Compiling the following with MinGW 4.6.2 (with g++ -g -std=c++0x), gdb doesn't seem to want catch the std::out_of_range
if I try catch throw
. if I throw
it manually it catches fine, am I doing something wrong?
#include <stdexcept>
#include <vector>
int main()
{
std::vector<char> vec(10);
try {
vec.at(10); // this won't be caught by gdb
// throw std::out_of_range(""); // this will
}
catch (std::out_of_range const& e) {
}
}
You are not actually catching exception in gdb. Try catch catch
to catch exception.
Add a breakpoint where std::vector
throws the exception.
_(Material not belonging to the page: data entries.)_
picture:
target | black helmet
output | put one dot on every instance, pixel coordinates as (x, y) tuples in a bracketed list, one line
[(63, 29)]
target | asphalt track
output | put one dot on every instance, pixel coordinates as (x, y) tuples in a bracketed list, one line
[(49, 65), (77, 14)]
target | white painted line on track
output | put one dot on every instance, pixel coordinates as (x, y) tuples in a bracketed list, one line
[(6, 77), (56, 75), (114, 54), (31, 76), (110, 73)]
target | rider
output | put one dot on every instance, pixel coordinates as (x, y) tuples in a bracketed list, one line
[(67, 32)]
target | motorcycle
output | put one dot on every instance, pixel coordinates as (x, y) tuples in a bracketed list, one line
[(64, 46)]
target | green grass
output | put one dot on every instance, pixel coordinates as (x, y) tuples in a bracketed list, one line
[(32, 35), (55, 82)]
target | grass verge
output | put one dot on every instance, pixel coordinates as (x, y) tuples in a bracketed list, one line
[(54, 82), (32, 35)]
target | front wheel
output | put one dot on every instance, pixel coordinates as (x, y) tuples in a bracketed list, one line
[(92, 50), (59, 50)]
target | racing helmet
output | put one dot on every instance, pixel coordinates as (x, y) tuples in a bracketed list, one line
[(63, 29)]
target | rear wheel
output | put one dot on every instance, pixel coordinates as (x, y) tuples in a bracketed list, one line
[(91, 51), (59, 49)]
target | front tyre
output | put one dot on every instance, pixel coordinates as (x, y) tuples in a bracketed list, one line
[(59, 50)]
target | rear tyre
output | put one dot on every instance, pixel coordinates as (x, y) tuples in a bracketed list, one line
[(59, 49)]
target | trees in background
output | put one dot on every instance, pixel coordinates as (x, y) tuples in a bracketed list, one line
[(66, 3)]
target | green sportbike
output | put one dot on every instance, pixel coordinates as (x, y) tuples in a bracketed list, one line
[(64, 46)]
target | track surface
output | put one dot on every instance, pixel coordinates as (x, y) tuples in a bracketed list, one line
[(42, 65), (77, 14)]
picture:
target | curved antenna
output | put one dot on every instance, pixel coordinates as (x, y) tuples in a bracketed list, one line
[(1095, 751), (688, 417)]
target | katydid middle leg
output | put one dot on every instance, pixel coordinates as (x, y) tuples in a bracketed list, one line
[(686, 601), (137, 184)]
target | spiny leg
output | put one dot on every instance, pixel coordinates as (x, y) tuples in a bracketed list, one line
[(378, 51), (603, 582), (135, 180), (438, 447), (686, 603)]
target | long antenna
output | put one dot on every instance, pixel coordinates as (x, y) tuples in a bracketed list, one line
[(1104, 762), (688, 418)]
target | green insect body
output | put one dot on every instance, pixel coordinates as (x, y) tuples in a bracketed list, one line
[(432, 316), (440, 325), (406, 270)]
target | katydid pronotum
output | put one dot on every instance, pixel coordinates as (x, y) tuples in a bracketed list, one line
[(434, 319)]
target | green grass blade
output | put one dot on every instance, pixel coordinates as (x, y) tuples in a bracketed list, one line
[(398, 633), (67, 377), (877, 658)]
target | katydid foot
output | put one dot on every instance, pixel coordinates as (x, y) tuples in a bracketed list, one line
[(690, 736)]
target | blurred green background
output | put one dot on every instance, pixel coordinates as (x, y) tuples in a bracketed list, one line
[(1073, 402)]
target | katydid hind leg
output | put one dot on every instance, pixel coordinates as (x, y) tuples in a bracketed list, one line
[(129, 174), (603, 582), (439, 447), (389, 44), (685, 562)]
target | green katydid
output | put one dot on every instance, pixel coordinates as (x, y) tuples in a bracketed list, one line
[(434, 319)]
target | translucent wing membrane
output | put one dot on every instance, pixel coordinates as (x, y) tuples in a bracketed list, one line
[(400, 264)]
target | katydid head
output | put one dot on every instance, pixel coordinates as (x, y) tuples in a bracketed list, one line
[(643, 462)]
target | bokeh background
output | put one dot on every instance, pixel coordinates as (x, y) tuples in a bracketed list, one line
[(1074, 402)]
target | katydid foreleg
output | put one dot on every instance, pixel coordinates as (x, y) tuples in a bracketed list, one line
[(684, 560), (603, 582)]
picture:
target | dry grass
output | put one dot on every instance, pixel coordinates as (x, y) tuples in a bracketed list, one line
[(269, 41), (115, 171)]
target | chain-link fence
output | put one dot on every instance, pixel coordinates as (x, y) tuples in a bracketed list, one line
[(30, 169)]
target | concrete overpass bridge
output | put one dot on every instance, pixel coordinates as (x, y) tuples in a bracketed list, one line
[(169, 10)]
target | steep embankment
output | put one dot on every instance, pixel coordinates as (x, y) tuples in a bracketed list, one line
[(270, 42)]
At this moment, no stack unwinding has occured yet so you should be able to fully backtrace to the original statement.
I was able to achieve this, but only in a very implementation-defined way:
1) Locate the vector's range checking function in stl_vector.h
:
_M_range_check(size_type __n) const
{
if (__n >= this->size())
__throw_out_of_range(__N("vector::_M_range_check"));
}
2) Add a breakpoint to the line where __throw_out_of_range() is called.
Note: I tried adding a breakpoint by 'break __throw_out_of_range' but this did not work. Instead, I need to hardcode the breakpoint with it's file and line number (break stl_vector.h:794
).
You can add this to your .gdbinit
file to have gdb break on all failed range checks.
As you've seeen, the exception from std::vector::at()
is thrown by __throw_out_of_range
which is a function inside libstdc++.so
, so I suspect there's some problem on Mingw that prevents GDB from setting a catchpoint in a shared library. Or maybe your libstdc++
wasn't built with -g
.
If your GCC was configured with --enable-libstdcxx-debug
you would have a second set of libs built with -O0 -g
that might work better when debugging, but that option isn't used often.